WQBA
- Miami, Florida; United States;
- Broadcast area: Miami metropolitan area
- Frequency: 1140 kHz
- Branding: WQBA 1140 AM El Pulso De Miami

Programming
- Language: Spanish
- Format: Soft adult contemporary

Ownership
- Owner: Latino Media Network; (Latino Media Network, LLC);
- Sister stations: WAQI

History
- First air date: 1952 (as WMIE)
- Former call signs: WMIE (1948–1968)
- Call sign meaning: Cuba

Technical information
- Licensing authority: FCC
- Facility ID: 73912
- Class: B
- Power: 50,000 watts day; 10,000 watts night;
- Transmitter coordinates: 25°46′4.4″N 80°29′9.2″W﻿ / ﻿25.767889°N 80.485889°W

Links
- Public license information: Public file; LMS;
- Webcast: Listen live (via iHeartRadio)

= WQBA =

Radio station in Miami

WQBA (1140 AM) is a radio station broadcasting a Spanish soft adult contemporary format. Licensed to Miami, Florida, United States, the station is owned by Latino Media Network; under a local marketing agreement, it was operated by former owner TelevisaUnivision's Uforia Audio Network until 2024. It features programming from TUDN Radio. Previous call letters were WMIE, owned by Susquehanna Broadcasting.

1140 AM is a United States and Mexican clear-channel frequency on which XEMR-AM in Apodaca, Nuevo León, and WRVA in Richmond, Virginia, are the Class A stations. WQBA must reduce power and use a highly directional array during nighttime hours in order to prevent interference to the skywave signals of the Class A stations.

==History==
In 1976, The Miami Herald stated that the station, which ran a news program presented by Emilio Milián, had the largest audience of any in the Miami metropolitan area.

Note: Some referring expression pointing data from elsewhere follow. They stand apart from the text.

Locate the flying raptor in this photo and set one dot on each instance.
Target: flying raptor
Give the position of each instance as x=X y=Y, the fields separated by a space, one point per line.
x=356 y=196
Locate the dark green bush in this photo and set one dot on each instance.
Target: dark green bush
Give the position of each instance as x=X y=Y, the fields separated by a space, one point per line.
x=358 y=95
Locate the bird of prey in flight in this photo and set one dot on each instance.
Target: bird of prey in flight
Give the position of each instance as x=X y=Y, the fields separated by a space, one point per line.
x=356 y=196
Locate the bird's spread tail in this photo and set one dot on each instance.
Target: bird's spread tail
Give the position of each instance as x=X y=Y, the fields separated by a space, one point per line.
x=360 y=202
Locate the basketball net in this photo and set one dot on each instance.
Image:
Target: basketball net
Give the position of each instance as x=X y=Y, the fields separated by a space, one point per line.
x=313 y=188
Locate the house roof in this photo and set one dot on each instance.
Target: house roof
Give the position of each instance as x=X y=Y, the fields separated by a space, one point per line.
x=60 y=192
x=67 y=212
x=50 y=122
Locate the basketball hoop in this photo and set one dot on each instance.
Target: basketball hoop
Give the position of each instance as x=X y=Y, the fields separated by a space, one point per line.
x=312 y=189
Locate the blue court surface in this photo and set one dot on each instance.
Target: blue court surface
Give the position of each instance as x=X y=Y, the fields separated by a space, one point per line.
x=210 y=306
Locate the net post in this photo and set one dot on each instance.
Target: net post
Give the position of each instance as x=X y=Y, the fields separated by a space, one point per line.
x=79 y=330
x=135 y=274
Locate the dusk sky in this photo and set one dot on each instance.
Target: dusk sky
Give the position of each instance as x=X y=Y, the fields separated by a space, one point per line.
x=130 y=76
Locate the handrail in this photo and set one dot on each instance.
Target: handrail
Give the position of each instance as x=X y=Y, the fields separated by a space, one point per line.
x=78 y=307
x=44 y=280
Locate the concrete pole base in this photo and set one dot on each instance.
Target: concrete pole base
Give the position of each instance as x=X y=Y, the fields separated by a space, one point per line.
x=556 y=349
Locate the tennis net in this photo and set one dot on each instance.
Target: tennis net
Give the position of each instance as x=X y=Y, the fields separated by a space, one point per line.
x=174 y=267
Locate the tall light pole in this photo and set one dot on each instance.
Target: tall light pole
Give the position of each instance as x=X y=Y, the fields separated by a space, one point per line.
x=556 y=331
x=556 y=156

On December 20, 2016, Univision announced that WQBA would be one of the charter affiliates of Univision Deportes Radio, their new Spanish-language sports network launched in April 2017.

WQBA was one of 18 radio stations that TelevisaUnivision sold to Latino Media Network in a $60 million deal announced in June 2022, approved by the Federal Communications Commission (FCC) that November, and completed on December 30, 2022. Under the terms of the deal, Univision agreed to continue programming the station for up to one year under a local marketing agreement.

On July 30, 2025, WQBA changed their format from Spanish news/talk to Spanish soft adult contemporary music.